We check the differentiability of $f(x) = x\left| x \right| $ at $x=0$. Evaluating derivatives from first principles, we find that the left hand and right hand derivatives both equate to $0$, which in principle proves that the function is differentiable at that point.
Now, let us try to interpret this geometrically.
More generally, if $x_{0}$ is a point in the domain of a function $f$, then $f$ is said to be differentiable at ${x}_{0}$ if the derivative $f ′(x_{0})$ exists. This means that the graph of $f$ has a non-vertical tangent line at the point $(x_{0}, f(x_{0}))$.
Source: Wikipedia
If so, where is the so-called unique tangent at $x=0$?
Source: WolframAlpha
Please find flaws in my interpretation, if any.
Thank you.
Geometrically the derivative at a point can be interpreted for strictly convex or strictly concave graphs easily: the derivative at a point $(c,f(c))$ of a strictly convex (or strictly concave) graph exists if there is a unique straight line $g(x):= ax+b$ that intersect the graph of $f$ at the point $(c,f(c))$ such that $f(x)\ge g(x)$ for all $x$ if $f$ is convex, or $f(x)\le g(x)$ for all $x$ when $f$ is concave. Then we says that $a$ is the derivative of $f$ at $c$, that is, that $f'(c)=a$.

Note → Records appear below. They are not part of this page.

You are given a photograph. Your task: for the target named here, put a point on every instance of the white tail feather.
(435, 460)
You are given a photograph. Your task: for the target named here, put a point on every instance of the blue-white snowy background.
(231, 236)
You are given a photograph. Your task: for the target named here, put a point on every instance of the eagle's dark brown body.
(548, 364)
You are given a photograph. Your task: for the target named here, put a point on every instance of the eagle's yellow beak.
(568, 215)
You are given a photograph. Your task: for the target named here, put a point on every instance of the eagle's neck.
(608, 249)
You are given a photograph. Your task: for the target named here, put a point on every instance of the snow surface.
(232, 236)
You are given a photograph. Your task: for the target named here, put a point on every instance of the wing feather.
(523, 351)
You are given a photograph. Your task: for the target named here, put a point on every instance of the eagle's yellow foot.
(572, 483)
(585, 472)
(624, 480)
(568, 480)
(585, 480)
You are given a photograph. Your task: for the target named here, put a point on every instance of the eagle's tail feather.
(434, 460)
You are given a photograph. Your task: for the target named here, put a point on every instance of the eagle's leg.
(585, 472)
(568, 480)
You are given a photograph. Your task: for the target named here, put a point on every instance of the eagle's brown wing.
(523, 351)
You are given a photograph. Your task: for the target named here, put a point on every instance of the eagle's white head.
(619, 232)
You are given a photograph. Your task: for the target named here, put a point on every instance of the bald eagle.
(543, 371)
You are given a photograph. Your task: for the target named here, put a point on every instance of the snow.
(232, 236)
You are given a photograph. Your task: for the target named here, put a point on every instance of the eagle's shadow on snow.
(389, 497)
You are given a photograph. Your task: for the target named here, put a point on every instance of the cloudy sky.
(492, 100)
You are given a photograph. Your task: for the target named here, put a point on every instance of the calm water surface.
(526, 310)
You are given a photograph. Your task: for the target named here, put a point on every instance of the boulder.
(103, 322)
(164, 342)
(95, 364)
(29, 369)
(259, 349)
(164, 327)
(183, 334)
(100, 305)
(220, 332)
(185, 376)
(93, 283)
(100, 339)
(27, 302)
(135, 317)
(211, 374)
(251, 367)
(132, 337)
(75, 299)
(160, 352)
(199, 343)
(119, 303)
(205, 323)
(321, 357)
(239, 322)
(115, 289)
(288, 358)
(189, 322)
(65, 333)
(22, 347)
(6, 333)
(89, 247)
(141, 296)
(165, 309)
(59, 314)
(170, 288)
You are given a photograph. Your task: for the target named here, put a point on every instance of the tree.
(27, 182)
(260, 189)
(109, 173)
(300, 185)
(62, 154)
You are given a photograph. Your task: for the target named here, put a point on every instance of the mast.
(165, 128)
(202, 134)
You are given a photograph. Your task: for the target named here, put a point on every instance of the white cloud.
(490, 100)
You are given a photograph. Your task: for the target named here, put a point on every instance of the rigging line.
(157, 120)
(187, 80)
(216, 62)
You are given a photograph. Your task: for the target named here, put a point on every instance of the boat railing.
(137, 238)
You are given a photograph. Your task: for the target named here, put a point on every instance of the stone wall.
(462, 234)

For other functions, not necessarily strictly concave or strictly convex, the geometric interpretation is not so clear because there are infinite straight lines that can cut the graph of a function uniquely at a point as in the function of your picture.
But the geometric definition of the derivative at points of strictly convex or strictly concave graphs define analitically the derivative through a limit, and we can extend this definition to other cases not necessarily strictly concave or strictly convex.
Note that there are strictly convex and strictly concave graphs of functions that doesn't have derivative at some points, because such straight line doesn't exists or because there are more than one straight line that intersect the graph of the function uniquely in some point.